In any case, it’s not enough. Diving is too prevalent in today’s game. I’ll venture a guess that in this postseason, between ten and twenty potential diving/embellishment calls go without punishment. This evinces an obvious problem in policy. The punishments for diving need to be stiffer, without question. As my compatriot and fellow diving-hater, Bill Ladd suggests, an effective way to combat the issue in-game would be to assess a double-minor in the case of a diving penalty being called, even in the event of an obstruction call being assessed in the other direction. Simultaneously, the league disciplinarians need to come down much harder on the offenders much the same way they plan to continue cracking down on hits to the head. If harsher penalties aren’t enacted, we can only look forward to more and more diving as the lax discipline encourages more offenders to try to push the system’s limits.

Now, plenty of the Bruins’ detractors will suggest that the B’s chippy and rough antics invite diving as a response to illegal physical play. This may be true, yet the league has already begun to crack down on cheap hits, it only seems fair play that diving should come under the same intense scrutiny.
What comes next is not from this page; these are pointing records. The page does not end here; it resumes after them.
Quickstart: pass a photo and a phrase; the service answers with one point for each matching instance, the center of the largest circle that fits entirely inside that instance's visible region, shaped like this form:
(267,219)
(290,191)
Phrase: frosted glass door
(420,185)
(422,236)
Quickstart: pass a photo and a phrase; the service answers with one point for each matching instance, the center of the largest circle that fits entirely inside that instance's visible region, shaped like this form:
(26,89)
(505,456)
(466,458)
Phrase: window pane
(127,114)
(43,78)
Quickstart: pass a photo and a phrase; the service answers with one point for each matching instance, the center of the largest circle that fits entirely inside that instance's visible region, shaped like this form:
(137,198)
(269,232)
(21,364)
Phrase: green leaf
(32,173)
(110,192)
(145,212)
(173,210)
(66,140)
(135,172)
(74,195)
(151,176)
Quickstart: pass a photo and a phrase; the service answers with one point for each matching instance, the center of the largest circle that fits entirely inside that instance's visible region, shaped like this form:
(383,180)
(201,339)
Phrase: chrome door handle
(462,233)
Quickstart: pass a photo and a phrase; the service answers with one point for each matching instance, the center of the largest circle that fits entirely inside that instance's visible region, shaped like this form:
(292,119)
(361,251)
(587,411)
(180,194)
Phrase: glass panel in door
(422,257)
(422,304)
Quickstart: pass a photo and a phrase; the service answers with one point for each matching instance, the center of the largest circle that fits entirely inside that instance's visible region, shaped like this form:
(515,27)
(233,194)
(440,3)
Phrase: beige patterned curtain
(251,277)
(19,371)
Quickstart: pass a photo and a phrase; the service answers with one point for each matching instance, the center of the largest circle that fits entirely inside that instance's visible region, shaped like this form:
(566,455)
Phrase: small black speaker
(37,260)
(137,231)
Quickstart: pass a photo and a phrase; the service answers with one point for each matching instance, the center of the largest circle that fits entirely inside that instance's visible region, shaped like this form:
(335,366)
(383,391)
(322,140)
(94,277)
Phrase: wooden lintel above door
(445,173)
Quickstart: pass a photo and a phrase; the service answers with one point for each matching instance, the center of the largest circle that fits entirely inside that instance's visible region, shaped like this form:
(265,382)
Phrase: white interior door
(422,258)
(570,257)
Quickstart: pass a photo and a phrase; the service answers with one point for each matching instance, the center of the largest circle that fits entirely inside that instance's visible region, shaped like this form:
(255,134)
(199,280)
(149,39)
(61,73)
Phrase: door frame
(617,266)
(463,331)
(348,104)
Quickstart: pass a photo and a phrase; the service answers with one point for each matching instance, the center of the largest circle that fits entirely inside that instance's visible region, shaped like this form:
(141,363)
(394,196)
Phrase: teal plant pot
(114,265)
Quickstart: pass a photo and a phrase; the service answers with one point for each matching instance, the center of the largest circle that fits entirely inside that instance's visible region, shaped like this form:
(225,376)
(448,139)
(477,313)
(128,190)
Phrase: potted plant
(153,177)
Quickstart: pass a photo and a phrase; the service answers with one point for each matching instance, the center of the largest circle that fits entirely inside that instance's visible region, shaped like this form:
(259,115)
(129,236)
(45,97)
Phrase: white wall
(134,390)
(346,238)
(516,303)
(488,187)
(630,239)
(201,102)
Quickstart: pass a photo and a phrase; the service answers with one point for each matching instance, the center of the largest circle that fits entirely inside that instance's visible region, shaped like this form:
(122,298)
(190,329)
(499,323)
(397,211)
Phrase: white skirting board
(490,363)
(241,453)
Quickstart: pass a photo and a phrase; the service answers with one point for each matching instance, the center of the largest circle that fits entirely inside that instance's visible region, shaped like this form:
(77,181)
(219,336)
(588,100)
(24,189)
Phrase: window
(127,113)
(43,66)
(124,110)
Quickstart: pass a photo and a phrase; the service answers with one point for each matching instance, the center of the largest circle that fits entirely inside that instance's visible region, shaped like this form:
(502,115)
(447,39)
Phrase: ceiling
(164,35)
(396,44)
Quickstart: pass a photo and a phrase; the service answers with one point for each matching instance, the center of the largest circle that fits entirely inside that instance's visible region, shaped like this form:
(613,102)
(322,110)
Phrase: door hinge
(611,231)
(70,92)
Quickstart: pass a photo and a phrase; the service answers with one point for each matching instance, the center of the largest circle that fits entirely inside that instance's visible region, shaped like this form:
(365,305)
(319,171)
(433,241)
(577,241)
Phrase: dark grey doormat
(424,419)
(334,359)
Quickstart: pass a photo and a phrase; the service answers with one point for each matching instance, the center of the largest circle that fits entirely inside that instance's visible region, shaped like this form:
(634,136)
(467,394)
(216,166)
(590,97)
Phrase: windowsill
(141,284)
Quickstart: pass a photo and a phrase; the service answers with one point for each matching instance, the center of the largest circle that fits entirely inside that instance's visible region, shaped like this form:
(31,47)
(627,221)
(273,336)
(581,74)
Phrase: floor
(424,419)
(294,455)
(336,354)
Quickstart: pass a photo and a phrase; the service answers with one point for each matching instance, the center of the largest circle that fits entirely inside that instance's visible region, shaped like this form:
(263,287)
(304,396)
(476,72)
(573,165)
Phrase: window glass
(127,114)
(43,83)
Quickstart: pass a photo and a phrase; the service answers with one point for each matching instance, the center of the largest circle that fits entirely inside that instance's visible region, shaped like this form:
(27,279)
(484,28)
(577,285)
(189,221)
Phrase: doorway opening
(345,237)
Physicality has always been a part of the game, always factored significantly in the soul of hockey, and however we may look at the sport now, players have policed themselves throughout hockey’s history. What’s now considered “dirty” might very well have been considered tame and commonplace in hockey’s past. The league must find a middle path, to eliminate the most unnecessary and dirty activities in the modern game while simultaneously preserving the physicality and brutality that makes the game endlessly entertaining. Likewise, there’s never going to be a 100% effective method of eliminating embellishment from the game, but the current system is just not working.

I hate to play this card, perhaps the last bastion of this dedicated hockey appreciator though it seems like the lamenting whimper of someone whose cause is lost. I’m not trying to use this soap-box for the purpose of decrying and diminishing the (at this point) potential Vancouver victory. I simply desire to call-to-arms those who would fight to prevent hockey’s descent into the realm currently occupied by soccer and basketball where diving, faking and embellishments are so unquestionably omnipresent. We’re not there yet, but a Vancouver victory as Champions not only of the NHL, but of the embellishment and dive, could be the final blow heralding in an age where this “gamesmanship” will not be admonished, but coveted and commended. Should diving become so prevalent amongst hockey’s players that its seen as a nearly ubiquitous act around the League, this magnificent game will find itself less one fan, certainly.